In past cases, most of the patients had positive cultures for pathogenic bacteria on samples from pus drained from brain abscesses or from the blood. In this case, due to the complex form of intracranial infection, the specimen could not be obtained directly by surgical means. We were able to detect pathogenic anaerobic bacteria in the cerebrospinal fluid by next-generation sequencing, which has been successfully applied to the detection of pathogens and has greatly improved the accuracy of treatment and thus the prognosis of patients [3].

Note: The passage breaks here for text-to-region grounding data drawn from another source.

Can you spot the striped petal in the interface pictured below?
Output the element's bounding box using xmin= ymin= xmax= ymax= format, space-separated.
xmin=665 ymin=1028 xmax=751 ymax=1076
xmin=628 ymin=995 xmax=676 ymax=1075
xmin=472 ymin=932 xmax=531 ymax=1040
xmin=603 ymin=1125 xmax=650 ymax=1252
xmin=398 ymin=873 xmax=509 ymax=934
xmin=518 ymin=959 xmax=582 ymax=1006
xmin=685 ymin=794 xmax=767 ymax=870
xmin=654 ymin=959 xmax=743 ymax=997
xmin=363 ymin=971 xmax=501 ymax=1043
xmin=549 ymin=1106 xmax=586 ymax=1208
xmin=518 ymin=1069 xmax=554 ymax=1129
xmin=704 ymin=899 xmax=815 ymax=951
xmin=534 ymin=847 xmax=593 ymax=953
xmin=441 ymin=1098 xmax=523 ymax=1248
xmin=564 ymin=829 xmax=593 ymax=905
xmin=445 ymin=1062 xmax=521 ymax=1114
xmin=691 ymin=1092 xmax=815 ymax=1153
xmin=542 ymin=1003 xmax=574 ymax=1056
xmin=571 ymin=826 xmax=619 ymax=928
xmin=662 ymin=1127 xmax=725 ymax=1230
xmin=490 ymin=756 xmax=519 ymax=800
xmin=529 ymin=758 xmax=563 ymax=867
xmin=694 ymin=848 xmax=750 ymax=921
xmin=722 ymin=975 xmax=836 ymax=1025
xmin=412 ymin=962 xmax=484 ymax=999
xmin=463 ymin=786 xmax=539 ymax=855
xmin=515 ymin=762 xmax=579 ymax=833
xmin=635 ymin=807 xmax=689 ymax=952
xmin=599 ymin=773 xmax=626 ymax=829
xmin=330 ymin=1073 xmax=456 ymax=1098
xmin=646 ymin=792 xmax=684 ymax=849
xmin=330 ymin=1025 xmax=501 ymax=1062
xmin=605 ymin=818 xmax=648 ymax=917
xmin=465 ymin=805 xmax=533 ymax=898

Prevotella spp. is a common group of obligate anaerobic bacteria in healthy humans. It mainly exists on the surface of the mucosa and has been isolated from the oral cavity and gastrointestinal and urogenital tract mucosa [4]. In 1982, Holdeman et al. first isolated a pathogenic bacterium from the oral cavity of a patient with periodontitis, attributed it to the genus Bacteroides and named it Bacteroides oralis [5]. In 1990, this bacterium was reclassified and named Prevotella oris by Shah et al. [6]. Some of the possible virulence factors for Prevotella spp. especially P. pastoris, include its unique 16 kDa hemolysin, ability to form a biofilm, and high fibronectin- and laminin-binding rates, which contribute to its invasiveness [7]. Cases of intracranial infection caused by Prevotella oris are very rare, and we searched PubMed for English language articles using the terms “Prevotella oris and brain abscess” and “brain abscess and Bacteroides oris/oralis”. A total of 6 articles with detailed case-specific information were identified, and they included 7 cases and are described in Table 1[2, 8,9,10,11,12].

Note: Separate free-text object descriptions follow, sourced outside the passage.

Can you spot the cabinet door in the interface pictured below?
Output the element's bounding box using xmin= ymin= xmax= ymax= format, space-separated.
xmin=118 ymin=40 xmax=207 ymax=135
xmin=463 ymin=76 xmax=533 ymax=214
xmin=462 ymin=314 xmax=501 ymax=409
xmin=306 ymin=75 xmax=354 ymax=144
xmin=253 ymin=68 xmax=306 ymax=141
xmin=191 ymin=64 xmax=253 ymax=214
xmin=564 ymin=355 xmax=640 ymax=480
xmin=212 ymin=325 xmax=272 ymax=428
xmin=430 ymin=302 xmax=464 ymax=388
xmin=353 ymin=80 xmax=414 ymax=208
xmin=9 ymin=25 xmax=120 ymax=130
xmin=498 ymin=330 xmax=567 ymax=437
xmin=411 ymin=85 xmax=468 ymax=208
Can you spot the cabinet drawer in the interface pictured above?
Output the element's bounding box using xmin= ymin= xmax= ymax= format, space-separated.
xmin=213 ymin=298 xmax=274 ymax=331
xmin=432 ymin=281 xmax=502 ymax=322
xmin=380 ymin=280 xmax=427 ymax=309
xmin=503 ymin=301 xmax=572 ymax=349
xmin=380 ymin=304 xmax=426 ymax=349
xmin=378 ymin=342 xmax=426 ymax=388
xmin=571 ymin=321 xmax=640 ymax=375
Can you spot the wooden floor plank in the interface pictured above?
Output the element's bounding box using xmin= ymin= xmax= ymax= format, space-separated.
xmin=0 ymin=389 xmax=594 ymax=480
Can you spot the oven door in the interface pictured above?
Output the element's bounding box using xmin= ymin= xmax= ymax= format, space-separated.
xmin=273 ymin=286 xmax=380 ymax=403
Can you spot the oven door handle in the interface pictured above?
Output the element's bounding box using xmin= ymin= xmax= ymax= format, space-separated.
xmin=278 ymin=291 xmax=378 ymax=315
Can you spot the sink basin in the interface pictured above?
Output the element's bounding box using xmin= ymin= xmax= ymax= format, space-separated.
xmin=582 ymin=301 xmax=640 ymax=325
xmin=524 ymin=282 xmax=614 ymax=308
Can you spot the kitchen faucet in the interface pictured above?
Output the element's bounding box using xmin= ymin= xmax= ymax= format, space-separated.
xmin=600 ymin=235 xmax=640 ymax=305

Table 1 Reviewing the literature on brain abscess caused by Prevotella oris

In previous case reports, most of the cases were brain abscesses that were confirmed by brain CT. In addition to brain abscesses in the sellar and suprasellar regions, our patient also showed signs of meningoencephalitis on brain MRI. This is what makes this case different from previous cases. In all cases, at least one of the symptoms of the classic triad (fever, headache, neurological deficits) was present, and headache was the most common. The main route of infection was due to the spread of sinusitis, followed by otitis media and periodontitis. In terms of treatment, most patients received neurosurgical treatment, including craniotomy and puncture drainage, and a few patients received only medical treatment, such as this patient. However, all patients had a good prognosis, and no deaths occurred. All patients were treated with metronidazole, which was effective, and treatment with metronidazole conformed to the recommended treatment for brain abscess [13].

Conclusion

Intracranial infections caused by Prevotella oris are very rare in immunocompetent patients and are usually caused by the spread of inflammation in adjacent organs. We report a case of an intracranial infection caused by sinusitis in an elderly patient, and the prognosis was good after treatment with metronidazole and ceftriaxone. It is suggested that when patients present with intracranial infection complicated with sinusitis, otitis media, and periodontitis, attending physicians should consider the possibility of Prevotella oris infection, improve relevant examinations early, and give symptomatic treatment as soon as possible to effectively improve the quality of life of patients.